グレン・マクレーン。マクレーン公爵家の次男という地位をもつ彼とは、フィデルも交流があった。というか、公爵家の次男という立場で、年頃も同じくらいなので話しやすいだろうと大人たちが交流を持たせたのだ。
絶望的に相性が悪いというわけではないが、正直フィデルはあまりグレンが好きではない。なぜなら────彼がナルシスト、というやつだからだ。
顔はいいので、彼のファンだという女子生徒は多い。が、本人が自分が大好きすぎるため、自分に釣り合うと思った人物以外には思わせぶりな態度をとるだけ。そんなものは、異性はともかく同性からみれば気持ちのいいものではない。
「シェリアさん、ちょっと今時間をもらってもいいかい?」
フィデルとシェリアに声をかけたくせに、用件があるのはシェリアだけだったようだ。当のシェリアはというと、見とれているのか虚ろな瞳で頷いている。
その光景にどこか違和感を感じて、これが本当にシェリアのいう恋なのかと不思議に思い、食堂を出ていく彼女を呆然と見ていた時だった。
「フィデル様!」
げ、とフィデルは顔をしかめる。シェリアはあのナルシストに連れていかれるし、迷惑なのには会うし、今日はついていないのかもしれない。
いっそこの声には気がつかなかったことにして、食事を続けようとしたフィデルに、駆け寄ってきたメルディアはまるで恋人か何かのように腕を絡めた。
「あら、今日はシェリアさんはいませんのね」
「離れろ」
今までのやり取りを見ていたくせに、とわざとらしくそう言うメルディアにフィデルは心の中で悪態をつきながら振り払う。
「そうですわ、お互いに一人なのですから、昼食をご一緒しませんこと?」
メルディアはフィデルの冷たい言葉を気にもせず、今までシェリアが座っていた向かいの席に座った。
その行為は図々しい以外のなにものでもないが、一応学院内では身分は平等という扱いのため邪険にもできず、フィデルは苦い表情になった。
とりあえず、うるさく話しかけてくるメルディアに関しては無視を決め込んだ。そして、この間兄に聞いた彼女の怪しい行動について思い返す。
精神干渉系の禁術について調べているという話だった。フィデルはメルディアの会話とも言えない会話は無視しながら、注意深く彼女を観察するが何か魔法を使っている様子はない。自分より魔力の高い者に使っても効果はないのだから、当たり前といえばあたりまえだ。

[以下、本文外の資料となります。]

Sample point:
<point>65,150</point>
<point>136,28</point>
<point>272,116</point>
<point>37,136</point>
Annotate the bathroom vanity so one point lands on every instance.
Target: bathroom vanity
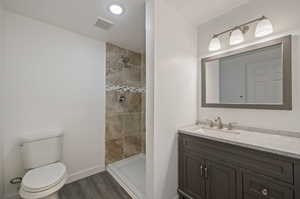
<point>238,164</point>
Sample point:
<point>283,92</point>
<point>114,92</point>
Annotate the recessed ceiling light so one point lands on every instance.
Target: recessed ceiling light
<point>116,9</point>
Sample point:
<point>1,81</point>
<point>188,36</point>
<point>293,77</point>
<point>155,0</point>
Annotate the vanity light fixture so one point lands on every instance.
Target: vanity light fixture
<point>116,9</point>
<point>264,27</point>
<point>215,44</point>
<point>236,37</point>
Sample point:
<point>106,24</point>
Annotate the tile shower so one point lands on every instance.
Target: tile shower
<point>125,103</point>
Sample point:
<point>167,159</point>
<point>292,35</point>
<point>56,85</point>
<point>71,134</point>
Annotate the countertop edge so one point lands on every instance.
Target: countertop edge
<point>241,144</point>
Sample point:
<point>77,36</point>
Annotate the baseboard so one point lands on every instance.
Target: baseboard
<point>72,178</point>
<point>85,173</point>
<point>121,183</point>
<point>12,196</point>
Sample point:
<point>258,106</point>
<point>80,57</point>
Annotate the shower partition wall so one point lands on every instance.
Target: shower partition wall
<point>125,103</point>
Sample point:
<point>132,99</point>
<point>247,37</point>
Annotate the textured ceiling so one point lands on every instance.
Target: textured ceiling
<point>80,16</point>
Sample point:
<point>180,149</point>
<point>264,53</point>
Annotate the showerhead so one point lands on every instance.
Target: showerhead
<point>125,59</point>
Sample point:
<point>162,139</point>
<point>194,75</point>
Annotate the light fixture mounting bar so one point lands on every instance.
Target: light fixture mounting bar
<point>239,26</point>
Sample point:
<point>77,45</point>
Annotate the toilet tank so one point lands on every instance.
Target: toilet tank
<point>42,148</point>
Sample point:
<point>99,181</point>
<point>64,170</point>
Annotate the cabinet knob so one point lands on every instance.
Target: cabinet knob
<point>264,192</point>
<point>201,170</point>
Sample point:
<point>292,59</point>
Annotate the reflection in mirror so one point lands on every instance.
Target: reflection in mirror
<point>254,77</point>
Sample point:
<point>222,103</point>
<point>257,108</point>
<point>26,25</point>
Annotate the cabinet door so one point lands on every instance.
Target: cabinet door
<point>193,176</point>
<point>259,187</point>
<point>220,181</point>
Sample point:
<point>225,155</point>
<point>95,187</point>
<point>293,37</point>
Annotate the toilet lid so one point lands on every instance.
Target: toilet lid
<point>44,177</point>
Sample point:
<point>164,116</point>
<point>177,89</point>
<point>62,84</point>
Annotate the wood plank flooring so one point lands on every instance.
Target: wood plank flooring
<point>99,186</point>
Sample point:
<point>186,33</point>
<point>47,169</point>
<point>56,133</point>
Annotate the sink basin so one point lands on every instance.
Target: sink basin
<point>215,130</point>
<point>206,129</point>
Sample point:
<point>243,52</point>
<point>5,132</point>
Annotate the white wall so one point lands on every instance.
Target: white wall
<point>53,79</point>
<point>175,88</point>
<point>1,67</point>
<point>284,15</point>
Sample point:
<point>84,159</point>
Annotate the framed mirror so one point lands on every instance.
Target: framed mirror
<point>255,77</point>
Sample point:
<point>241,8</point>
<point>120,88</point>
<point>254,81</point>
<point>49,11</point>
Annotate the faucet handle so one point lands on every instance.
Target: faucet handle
<point>210,123</point>
<point>230,125</point>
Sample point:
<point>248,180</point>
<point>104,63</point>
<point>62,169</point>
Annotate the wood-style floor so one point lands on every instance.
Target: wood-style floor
<point>99,186</point>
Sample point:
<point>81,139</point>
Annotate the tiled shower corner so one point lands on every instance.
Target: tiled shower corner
<point>125,103</point>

ならばもう諦めたのかとも思ったが、彼女はずっと図書館通いを続けているという。怪しいことこの上ない。
たしかあの禁術は使われると浮かれた気分になり、依存性が高いと書物には書いていたが────そこまで思い返してフィデルは違和感を感じた。
なんだろうと首をひねるが、違和感の正体はわからない。
フィデルはモヤモヤとしながらも、メルディアを放置して席を立ち、次の授業に向かうのだった。